I want to copy a part of the weight from one network to another.
Using something like polyak averaging
Example:
weights_new = k*weights_old + (1-k)*weights_new
This is required to implement DDPG.
How can I do this?
I want to copy a part of the weight from one network to another.
Using something like polyak averaging
Example:
weights_new = k*weights_old + (1-k)*weights_new
This is required to implement DDPG.
How can I do this?
Something like this should do
# per layer and per weight param
other_model.layer.weight.data = k * model.layer.weight.data + (1-k) * other_model.layer.weight.data
your solution is missing a for loop, no? How do you actually do this with a for loop?
Error message:
>>> net
Sequential(
(0): Linear(in_features=2, out_features=2)

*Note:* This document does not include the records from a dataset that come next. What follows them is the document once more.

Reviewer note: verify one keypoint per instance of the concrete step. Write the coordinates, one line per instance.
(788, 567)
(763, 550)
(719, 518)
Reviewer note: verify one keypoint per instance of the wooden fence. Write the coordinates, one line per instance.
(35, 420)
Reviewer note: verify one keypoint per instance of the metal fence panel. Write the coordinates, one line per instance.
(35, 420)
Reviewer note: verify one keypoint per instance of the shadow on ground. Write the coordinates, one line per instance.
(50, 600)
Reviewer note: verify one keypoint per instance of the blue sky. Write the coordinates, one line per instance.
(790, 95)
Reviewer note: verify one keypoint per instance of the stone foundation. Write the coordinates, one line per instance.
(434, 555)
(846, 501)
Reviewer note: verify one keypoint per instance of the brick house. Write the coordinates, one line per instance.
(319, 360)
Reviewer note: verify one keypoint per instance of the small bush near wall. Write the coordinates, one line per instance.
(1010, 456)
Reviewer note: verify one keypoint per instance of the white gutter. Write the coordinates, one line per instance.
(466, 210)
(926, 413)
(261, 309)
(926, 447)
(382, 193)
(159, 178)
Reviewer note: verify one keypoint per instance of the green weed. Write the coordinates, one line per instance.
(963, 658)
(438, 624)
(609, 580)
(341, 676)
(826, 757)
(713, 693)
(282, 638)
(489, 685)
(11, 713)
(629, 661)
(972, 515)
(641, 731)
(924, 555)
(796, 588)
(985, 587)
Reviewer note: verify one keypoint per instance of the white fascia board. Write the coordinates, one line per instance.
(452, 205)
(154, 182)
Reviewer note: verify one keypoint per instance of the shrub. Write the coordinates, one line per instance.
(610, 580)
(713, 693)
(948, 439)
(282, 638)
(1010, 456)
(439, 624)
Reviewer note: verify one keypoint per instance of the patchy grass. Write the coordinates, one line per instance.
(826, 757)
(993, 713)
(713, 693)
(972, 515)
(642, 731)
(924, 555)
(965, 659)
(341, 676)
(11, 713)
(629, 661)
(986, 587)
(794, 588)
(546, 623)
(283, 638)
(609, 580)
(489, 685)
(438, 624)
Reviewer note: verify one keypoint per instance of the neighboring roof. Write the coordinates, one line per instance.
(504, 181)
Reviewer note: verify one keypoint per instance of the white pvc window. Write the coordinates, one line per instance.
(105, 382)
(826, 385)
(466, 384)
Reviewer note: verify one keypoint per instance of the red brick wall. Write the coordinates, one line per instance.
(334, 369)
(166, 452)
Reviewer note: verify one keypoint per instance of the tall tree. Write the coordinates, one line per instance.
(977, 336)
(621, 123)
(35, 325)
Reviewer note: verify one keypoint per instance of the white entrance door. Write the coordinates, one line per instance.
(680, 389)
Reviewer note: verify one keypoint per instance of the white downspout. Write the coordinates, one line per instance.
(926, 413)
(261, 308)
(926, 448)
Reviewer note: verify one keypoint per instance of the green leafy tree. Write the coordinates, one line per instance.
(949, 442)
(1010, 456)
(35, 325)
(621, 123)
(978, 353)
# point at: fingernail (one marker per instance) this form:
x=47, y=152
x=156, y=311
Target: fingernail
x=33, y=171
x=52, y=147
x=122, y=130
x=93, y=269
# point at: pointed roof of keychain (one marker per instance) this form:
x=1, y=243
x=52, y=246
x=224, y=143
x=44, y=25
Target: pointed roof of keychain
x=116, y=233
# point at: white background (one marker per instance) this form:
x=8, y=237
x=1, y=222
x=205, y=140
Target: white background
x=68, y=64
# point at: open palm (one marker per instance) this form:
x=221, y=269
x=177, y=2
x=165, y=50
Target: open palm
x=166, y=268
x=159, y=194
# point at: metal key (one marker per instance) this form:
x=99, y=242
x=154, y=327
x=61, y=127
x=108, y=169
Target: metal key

(1): Linear(in_features=2, out_features=2)
)
>>> net.layer
Traceback (most recent call last):
File "<stdin>", line 1, in <module>
File "/Users/brandomiranda/miniconda3/envs/pytorch_overparam/lib/python3.6/site-packages/torch/nn/modules/module.py", line 366, in __getattr__
type(self).__name__, name))
AttributeError: 'Sequential' object has no attribute 'layer'
real solution:
beta = 0.5 #The interpolation parameter
params1 = model1.named_parameters()
params2 = model2.named_parameters()
dict_params2 = dict(params2)
for name1, param1 in params1:
if name1 in dict_params2:
dict_params2[name1].data.copy_(beta*param1.data + (1-beta)*dict_params2[name1].data)
model.load_state_dict(dict_params2)
named_paramters() doesn’t works well with my code. I got some “missing keys” problem when “load_state_dict”.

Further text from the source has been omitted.